- blu Marketing
The small city of blufield has a total number of 8,000 families. Each family lives in a house. These houses are distributed over a square shaped area of 5000 by 5000 meters by the following distribution: 1) ¼ of the houses are distributed normally (mean in center) in a 2000-by-2000 square in the center. With SD=500 meters. 2) The remaining ¾ are distributed normally (mean in center) all over the city with SD=1250 meters.
This might be a sample of what blufield may look like
Blu, as an online bank, wants to see how much people spend on transportation to a regular bank. Assume the banks are located in the following locations: A: 2000, 2500 B: 4200, 4000 C: 3500,500 D: 1000,4200 E: 700,500 When going to a bank, people choose the nearest bank available. If it is less than 500 meters away, it would cost 1 unit of money to get there, if it is less than a kilometer away it costs 3 and otherwise it costs 5 units of money to get there. Using this information, answer the following: In which areas of the city should blu focus on advertising about how using blu would decrease transportation costs more? Provide a heatmap. Where is the best location to build a new bank to minimize the transportation costs? Providing a heatmap of a measure of “goodness of location” is a plus.
- Movie database
We have a dataset of 3000 movies from the internet movie database here. This dataset includes columns such as title, genre, budget, production companies, cast, etc. Using only the information provided in this dataset, answer the following questions. (Dataset may require cleaning first)
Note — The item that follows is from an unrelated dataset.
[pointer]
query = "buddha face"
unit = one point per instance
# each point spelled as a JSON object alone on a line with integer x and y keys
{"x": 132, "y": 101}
Which are the genres with the highest number of movies? (Note that a movie may have more than one genre) Which are the genres with the highest average revenue/budget ratio for a movie? (i.e. which genres are the most rewarding ones in terms of income for the company?) Sort the production companies by the number of movies made. (Note that a movie may have more than one production company) Provide a plot of average revenue/budget ratio in different years. (X-axis would be years and Y-axis would be the average revenue/budget ratio) Group all movies into different subgroups based on budget, revenue and popularity. (Drop the movies with budget or revenue lower than 10000, these are unknown values) Explain how you choose the number of these groups. Can you provide an explanation about each group? We have some users who like to be different and ‘swim against the current’. Find them the most weird movies in terms of runtime, budget, number of cast, etc. Feel free to improvise and combine the columns! Explain your results.